La protesta mercoledì pomeriggio, nella sede di via Giovanni della Casa. L'uomo è uno dei sette operai che da una settimana stanno occupando la sede contro le politiche dell'azienda

L'operaio sul tetto - Foto Nuit Debout Milano

L’ultimo, estremo, gesto per attirare l’attenzione. L’ennesimo disperato tentativo di far capire che loro, da lì, non andranno via senza un accordo. Senza una stretta di mano - hanno già fatto sapere - che non offenda la loro dignità e le loro vite. 

Mercoledì pomeriggio, un operaio della Marcegaglia Buildtech è salito sul tetto della sede di via Giovanni della Casa, a Milano, e - dopo aver mostrato una tanica di benzina - ha minacciato di darsi fuoco. 

“Ci hanno chiesto di abbassare le sciabole, ma noi non ce la facciamo più”, hanno spiegato i sette lavoratori - gli unici per cui ancora non è stata trovata una soluzione -, che da una settimana stanno occupando la struttura.
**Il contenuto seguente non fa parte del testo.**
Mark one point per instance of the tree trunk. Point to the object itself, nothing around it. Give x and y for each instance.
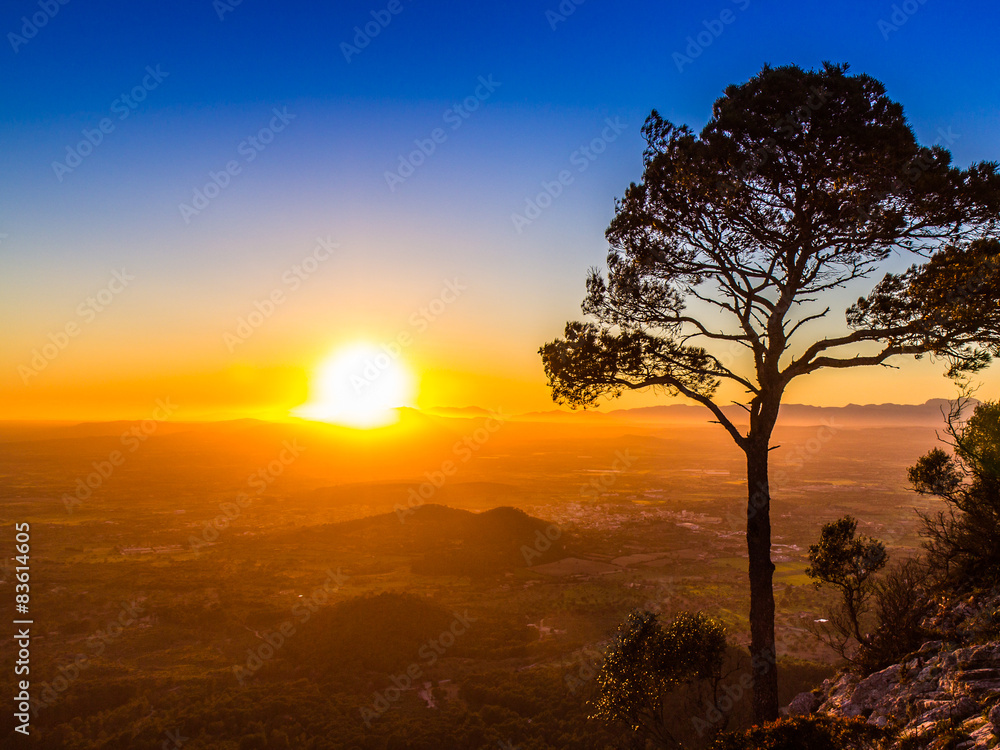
(762, 648)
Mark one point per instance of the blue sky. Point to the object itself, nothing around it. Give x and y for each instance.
(325, 173)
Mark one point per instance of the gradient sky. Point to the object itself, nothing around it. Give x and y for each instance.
(63, 233)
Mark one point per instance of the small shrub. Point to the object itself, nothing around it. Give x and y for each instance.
(807, 732)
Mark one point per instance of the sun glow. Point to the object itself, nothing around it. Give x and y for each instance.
(361, 386)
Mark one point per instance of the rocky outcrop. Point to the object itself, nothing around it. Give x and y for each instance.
(945, 695)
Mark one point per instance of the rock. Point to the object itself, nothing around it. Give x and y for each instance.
(803, 704)
(871, 689)
(994, 717)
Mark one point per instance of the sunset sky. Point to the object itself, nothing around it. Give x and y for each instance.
(322, 236)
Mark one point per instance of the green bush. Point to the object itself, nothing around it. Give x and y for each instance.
(807, 733)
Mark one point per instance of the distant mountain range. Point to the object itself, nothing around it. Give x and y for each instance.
(445, 420)
(890, 415)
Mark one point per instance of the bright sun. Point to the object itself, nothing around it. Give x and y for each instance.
(359, 386)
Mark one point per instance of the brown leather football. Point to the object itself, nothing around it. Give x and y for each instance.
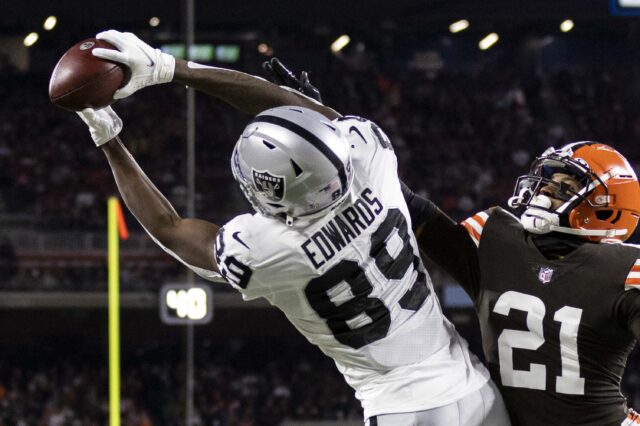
(81, 80)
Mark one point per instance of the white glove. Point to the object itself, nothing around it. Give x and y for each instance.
(148, 66)
(104, 124)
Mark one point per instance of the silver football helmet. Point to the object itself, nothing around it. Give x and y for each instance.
(292, 162)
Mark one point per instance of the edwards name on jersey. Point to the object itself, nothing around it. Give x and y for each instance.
(353, 284)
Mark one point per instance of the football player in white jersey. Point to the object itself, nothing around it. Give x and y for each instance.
(329, 244)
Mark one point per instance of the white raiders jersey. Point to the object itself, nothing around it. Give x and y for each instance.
(353, 284)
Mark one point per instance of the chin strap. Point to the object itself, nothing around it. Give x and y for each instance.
(537, 220)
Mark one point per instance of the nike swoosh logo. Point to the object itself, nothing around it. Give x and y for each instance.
(151, 62)
(235, 237)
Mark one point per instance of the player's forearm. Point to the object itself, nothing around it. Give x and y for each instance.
(245, 92)
(141, 196)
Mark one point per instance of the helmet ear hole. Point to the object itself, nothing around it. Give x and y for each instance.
(604, 214)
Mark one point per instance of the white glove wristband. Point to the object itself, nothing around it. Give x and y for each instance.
(148, 66)
(104, 124)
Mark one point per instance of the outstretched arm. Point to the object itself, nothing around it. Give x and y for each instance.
(245, 92)
(192, 241)
(444, 241)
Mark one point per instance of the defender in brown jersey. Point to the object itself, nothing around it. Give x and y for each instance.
(556, 291)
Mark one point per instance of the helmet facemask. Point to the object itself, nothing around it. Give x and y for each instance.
(292, 163)
(586, 208)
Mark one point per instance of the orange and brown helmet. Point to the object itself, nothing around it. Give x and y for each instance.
(606, 204)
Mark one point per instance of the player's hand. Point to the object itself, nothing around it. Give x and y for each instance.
(148, 66)
(104, 124)
(282, 76)
(633, 419)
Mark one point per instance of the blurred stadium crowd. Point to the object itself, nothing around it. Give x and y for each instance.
(238, 384)
(461, 136)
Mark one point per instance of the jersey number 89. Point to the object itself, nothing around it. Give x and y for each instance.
(345, 319)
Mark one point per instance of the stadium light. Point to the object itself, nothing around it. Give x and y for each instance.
(340, 43)
(30, 39)
(50, 23)
(566, 25)
(488, 41)
(265, 49)
(458, 26)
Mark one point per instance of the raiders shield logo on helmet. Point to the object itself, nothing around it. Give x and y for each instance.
(270, 186)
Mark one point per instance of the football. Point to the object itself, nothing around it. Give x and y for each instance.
(81, 80)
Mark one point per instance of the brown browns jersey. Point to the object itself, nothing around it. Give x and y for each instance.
(551, 329)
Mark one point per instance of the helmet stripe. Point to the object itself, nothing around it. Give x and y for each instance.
(309, 137)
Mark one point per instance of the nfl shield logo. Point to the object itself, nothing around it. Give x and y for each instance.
(545, 274)
(268, 185)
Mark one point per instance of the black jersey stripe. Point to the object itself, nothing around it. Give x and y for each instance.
(309, 137)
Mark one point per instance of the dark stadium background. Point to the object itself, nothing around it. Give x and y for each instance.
(465, 123)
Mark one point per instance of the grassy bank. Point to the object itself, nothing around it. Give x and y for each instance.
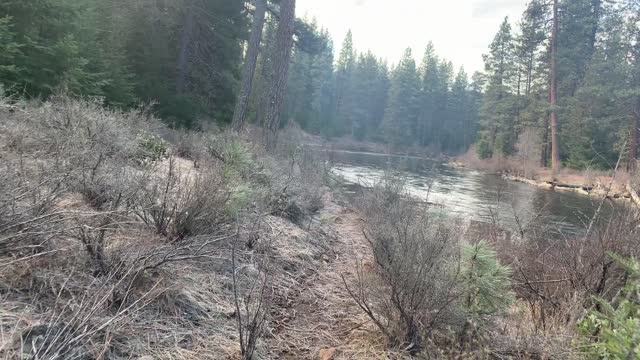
(618, 184)
(120, 238)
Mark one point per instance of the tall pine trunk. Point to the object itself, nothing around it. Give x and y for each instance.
(240, 113)
(281, 60)
(634, 136)
(555, 156)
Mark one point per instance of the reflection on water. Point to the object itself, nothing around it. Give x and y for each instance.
(472, 194)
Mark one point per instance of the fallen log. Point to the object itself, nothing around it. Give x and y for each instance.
(570, 186)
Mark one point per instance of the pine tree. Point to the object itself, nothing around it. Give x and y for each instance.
(251, 58)
(403, 109)
(344, 88)
(498, 113)
(430, 89)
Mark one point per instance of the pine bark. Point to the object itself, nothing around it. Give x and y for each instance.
(634, 136)
(251, 59)
(281, 60)
(555, 157)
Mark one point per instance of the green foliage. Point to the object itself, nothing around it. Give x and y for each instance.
(403, 109)
(486, 282)
(612, 329)
(153, 147)
(483, 148)
(239, 199)
(126, 53)
(238, 160)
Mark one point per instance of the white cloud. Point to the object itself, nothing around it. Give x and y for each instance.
(461, 30)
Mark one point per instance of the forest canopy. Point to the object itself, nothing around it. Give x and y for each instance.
(187, 58)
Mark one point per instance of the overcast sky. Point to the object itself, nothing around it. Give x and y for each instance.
(461, 30)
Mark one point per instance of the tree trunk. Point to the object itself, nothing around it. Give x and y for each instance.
(555, 157)
(281, 60)
(183, 57)
(544, 153)
(240, 113)
(634, 137)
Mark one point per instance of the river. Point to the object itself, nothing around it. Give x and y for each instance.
(472, 194)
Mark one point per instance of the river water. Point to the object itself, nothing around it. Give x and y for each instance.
(472, 194)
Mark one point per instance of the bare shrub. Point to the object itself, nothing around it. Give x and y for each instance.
(29, 218)
(180, 204)
(252, 300)
(414, 289)
(78, 327)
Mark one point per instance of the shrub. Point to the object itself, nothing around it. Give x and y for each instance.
(486, 284)
(180, 204)
(612, 329)
(415, 287)
(152, 147)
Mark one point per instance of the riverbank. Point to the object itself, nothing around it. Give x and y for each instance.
(619, 186)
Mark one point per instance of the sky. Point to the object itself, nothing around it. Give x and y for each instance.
(461, 30)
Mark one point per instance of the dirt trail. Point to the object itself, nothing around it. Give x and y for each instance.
(323, 321)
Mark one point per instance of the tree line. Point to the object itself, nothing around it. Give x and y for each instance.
(562, 86)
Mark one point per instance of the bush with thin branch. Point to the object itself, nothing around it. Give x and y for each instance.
(415, 287)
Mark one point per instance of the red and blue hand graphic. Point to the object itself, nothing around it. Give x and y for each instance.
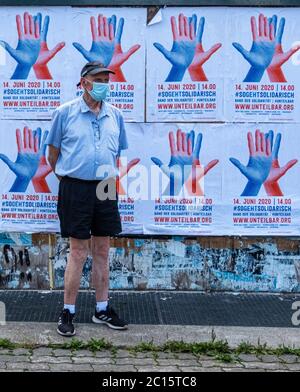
(45, 55)
(271, 183)
(28, 47)
(29, 164)
(259, 164)
(198, 171)
(262, 50)
(183, 49)
(119, 57)
(106, 45)
(32, 49)
(39, 179)
(201, 56)
(187, 50)
(274, 70)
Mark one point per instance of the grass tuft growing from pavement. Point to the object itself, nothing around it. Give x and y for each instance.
(6, 343)
(218, 350)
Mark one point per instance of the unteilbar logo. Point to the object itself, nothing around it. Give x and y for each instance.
(2, 313)
(296, 315)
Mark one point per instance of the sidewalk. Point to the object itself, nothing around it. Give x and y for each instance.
(161, 346)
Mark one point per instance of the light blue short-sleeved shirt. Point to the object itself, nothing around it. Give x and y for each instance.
(89, 144)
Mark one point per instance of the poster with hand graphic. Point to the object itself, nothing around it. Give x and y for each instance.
(114, 36)
(263, 83)
(34, 69)
(28, 185)
(185, 180)
(260, 179)
(185, 64)
(132, 164)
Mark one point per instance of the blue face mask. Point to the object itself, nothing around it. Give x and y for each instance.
(99, 91)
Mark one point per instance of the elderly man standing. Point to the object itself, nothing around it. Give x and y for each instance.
(86, 135)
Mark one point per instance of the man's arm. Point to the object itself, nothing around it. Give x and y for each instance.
(53, 154)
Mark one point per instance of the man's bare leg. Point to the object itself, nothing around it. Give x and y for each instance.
(100, 268)
(77, 258)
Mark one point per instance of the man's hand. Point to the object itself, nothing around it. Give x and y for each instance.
(123, 171)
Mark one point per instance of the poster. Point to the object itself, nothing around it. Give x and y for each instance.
(185, 65)
(133, 178)
(185, 170)
(114, 36)
(34, 69)
(27, 183)
(263, 63)
(261, 172)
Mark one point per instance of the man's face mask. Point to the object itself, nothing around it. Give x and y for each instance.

Proprio in via della Casa, per evitare che la situazione precipitasse, sono immediatamente intervenuti vigili del fuoco, poliziotti e soccorritori del 118. 

“Non lasceremo l’occupazione - hanno urlato i dipendenti Marcegaglia - fino a che l’azienda non ci darà una soluzione alternativa al trasferimento a cento chilometri da casa”.

A far scattare la rabbia dei lavoratori, infatti, è la decisione dell’azienda di trasferirli - dopo un anno di cassa integrazione - nello stabilimento di Pozzolo Formigaro, nonostante in Lombardia ci siano altri “punti” firmati Marcegaglia. 

“Ci saremmo aspettati - avevano spiegato gli operai al momento dell’occupazione - un'apertura vera da parte dell’azienda che invece, nonostante le ripetute richieste della prefettura a venirci incontro, ha chiuso su tutti i fronti e insiste a spedirci a centocinquanta chilometri dalle nostre rispettive abitazioni con i nostri mezzi. Ciò vuol dire che dovremmo spendere il nostro stipendio intero per andare a lavorare”.

 

“Questa volta - avevano promesso i dipendenti, che pochi giorni prima si erano incatenati alle porte - non finisce in chiacchiere. O accordo o non si esce”.